News & positions

EVENTS 26 February 2015

Future-Proofing your Supply Chain through Horizontal Collaboration


Bundling freight flows across multiple manufacturers to create logistics synergies and achieve significant improvements in cost, service level and sustainability is a strategic driver of AIM’s supply chain activities. This was the theme of a joint workshop by AIM and its Belgian Association, BABM, held on 26 February 2015.

Horizontal logistics cooperation, even between competing companies, is increasingly acknowledged by public authorities as an economic/ecological value driver with ultimate benefits for consumers and society as a whole. EU competition law leaves significant opportunity for logistics collaboration, provided a number of key conditions are met, e.g. no abuse collective dominance of collaborating partners, involvement of a neutral third to manage the project and information flow, compliance programme as a visible part of the collaboration agreement, etc.

With the average capacity utilisation of trucks still at just over 50% there is significant opportunity for better asset utilisation and savings, as well as CO2 reduction. Branded goods manufacturers are involved in multiple collaboration schemes, a number of which were presented at the workshop, including P&G and Tupperware sharing available space in rail transport to Greece; Mondelēz International, Nestlé and Colgate-Palmolive creating primary freight trains across Europe from East (Poland) to West (via NL to UK) and back; PepsiCo and Nestlé delivering chilled products to Belgian retailers; Mars and United Biscuits sharing warehouse space and delivery vehicles to retailer distribution centres with service level improvements of 0.5%, a 20-40% reduction of inventory and truck fill increase by 30-35%.

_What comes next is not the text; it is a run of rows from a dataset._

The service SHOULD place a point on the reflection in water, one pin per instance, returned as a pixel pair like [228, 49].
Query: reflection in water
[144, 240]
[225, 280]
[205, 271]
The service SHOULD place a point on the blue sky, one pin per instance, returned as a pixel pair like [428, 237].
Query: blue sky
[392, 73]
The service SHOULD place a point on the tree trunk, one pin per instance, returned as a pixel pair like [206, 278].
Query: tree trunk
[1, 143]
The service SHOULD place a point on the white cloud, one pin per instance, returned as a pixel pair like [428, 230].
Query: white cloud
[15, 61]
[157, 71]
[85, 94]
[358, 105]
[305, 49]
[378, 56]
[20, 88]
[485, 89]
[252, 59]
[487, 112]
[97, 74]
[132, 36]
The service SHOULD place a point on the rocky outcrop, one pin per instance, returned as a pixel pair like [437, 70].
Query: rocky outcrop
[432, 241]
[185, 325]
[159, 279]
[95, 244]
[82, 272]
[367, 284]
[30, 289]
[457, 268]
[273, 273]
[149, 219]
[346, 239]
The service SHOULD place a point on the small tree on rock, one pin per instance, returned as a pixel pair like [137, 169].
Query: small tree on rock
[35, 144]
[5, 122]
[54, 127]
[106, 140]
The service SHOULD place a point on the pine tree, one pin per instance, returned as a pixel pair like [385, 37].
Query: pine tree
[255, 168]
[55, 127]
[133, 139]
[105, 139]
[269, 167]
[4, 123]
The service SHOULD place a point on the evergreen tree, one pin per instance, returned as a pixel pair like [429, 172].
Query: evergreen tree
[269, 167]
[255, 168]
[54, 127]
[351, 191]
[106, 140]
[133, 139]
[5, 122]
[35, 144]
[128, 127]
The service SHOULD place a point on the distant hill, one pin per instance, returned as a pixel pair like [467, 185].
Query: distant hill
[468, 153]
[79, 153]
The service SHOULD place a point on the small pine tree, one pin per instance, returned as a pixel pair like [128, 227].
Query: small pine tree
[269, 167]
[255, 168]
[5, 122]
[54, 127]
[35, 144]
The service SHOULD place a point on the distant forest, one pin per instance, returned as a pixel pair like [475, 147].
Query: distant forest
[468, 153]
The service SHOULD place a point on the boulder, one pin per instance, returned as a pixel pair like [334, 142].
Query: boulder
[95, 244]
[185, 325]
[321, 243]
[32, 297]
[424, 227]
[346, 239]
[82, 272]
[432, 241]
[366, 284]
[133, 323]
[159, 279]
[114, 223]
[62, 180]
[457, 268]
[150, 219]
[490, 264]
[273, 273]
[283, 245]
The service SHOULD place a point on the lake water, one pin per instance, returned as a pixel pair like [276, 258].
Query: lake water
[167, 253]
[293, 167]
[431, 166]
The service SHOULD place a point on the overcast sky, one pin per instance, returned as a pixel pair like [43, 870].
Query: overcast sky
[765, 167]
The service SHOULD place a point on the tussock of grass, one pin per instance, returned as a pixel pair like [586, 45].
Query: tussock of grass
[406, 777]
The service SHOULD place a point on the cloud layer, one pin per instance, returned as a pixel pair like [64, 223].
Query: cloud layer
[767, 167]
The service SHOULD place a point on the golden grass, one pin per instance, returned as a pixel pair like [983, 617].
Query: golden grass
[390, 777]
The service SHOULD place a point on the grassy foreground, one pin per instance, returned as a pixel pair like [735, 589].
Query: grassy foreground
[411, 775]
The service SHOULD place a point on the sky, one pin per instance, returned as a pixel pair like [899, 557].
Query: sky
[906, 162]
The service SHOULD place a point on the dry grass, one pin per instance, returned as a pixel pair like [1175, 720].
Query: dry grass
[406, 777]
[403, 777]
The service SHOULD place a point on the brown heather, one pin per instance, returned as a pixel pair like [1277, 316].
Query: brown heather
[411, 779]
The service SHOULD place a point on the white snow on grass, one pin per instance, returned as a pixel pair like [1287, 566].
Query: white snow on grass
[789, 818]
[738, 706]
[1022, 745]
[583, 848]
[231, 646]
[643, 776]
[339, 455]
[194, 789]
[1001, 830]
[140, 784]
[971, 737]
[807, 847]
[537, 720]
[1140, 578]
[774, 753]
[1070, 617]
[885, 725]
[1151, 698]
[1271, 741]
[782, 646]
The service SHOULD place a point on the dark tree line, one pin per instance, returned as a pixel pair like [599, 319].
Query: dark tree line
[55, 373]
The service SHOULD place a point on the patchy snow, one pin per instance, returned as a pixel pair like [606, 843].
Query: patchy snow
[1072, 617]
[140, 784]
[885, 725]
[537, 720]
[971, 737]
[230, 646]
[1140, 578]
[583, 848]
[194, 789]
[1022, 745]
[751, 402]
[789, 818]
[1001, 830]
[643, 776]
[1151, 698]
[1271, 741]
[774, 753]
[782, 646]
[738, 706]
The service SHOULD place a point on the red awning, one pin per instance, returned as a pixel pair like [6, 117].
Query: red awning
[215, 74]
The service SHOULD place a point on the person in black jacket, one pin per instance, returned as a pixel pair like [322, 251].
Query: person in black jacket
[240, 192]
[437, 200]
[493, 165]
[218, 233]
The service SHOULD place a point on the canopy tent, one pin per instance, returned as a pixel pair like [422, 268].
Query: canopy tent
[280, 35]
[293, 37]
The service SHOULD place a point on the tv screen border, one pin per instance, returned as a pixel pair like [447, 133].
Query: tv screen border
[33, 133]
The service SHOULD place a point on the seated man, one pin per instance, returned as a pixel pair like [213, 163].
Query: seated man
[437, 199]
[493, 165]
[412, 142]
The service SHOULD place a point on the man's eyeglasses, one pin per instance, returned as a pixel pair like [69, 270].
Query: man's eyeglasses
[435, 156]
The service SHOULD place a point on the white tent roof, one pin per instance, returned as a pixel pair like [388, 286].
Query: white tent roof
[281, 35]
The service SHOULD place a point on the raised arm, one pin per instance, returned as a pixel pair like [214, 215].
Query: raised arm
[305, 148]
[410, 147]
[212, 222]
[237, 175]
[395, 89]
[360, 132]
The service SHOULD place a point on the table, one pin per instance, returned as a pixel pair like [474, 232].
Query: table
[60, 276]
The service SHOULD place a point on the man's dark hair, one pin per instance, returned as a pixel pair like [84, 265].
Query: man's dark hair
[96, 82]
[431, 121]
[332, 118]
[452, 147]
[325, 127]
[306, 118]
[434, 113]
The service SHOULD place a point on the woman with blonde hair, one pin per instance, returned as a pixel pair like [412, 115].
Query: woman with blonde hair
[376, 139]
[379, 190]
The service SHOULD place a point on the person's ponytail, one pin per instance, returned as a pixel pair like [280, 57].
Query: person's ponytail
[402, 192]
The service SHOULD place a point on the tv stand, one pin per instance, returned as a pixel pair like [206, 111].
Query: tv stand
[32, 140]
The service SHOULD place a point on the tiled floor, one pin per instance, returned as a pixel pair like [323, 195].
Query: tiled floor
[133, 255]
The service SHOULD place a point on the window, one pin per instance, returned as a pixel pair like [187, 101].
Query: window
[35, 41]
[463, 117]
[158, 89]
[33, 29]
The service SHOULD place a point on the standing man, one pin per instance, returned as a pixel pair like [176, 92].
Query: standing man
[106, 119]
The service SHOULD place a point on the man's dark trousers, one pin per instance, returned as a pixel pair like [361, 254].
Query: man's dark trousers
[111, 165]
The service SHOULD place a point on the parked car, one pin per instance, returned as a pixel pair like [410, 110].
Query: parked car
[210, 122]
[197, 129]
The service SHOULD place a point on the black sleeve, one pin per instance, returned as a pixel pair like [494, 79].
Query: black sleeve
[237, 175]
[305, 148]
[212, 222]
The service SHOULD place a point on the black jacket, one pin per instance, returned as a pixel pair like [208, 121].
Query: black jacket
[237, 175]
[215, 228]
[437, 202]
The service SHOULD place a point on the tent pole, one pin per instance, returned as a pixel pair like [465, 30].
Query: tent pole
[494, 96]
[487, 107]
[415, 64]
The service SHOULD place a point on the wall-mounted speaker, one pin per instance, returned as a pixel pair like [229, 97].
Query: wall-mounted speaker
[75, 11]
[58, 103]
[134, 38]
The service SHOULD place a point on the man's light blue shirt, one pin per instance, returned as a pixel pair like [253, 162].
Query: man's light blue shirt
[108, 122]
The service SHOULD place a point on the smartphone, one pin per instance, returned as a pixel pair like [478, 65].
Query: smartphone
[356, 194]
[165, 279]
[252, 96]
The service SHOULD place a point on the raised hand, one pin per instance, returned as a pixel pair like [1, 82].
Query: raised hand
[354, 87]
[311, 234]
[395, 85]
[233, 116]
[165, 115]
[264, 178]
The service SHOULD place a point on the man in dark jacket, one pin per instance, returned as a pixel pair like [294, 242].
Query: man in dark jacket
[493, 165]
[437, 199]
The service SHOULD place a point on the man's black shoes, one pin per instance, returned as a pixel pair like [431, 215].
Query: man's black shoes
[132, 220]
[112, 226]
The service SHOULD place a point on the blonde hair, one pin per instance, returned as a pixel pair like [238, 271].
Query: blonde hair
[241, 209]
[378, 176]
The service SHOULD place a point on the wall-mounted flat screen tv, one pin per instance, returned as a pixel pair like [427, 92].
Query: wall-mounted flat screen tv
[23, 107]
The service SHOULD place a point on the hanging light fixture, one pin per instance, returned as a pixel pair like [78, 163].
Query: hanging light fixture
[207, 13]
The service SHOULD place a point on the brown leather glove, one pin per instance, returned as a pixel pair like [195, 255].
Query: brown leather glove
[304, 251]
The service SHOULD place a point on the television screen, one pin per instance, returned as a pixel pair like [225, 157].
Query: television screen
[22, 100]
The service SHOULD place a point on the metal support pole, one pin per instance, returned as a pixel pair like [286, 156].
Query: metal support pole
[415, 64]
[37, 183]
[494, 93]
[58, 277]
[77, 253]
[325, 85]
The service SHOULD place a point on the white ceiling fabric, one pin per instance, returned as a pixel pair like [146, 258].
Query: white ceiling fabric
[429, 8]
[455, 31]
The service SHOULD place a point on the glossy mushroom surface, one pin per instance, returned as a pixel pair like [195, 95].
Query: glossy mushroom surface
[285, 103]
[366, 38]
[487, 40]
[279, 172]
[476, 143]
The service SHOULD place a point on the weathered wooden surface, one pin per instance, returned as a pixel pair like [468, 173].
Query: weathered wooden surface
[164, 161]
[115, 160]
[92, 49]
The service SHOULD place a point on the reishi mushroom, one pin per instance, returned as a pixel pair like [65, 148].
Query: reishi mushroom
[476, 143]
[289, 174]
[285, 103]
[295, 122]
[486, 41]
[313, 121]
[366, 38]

All of these collaboration schemes are open to other interested partners and would benefit from additional participation. The workshop provided an opportunity to make these visible to branded goods companies who often lack visibility of existing collaboration schemes. The session was facilitated by freight flow orchestrator Tri-Vizor who will carry out an analysis of logistics flow data of workshop participants (funded by BABM) to identify compatible collaboration partners and opportunities.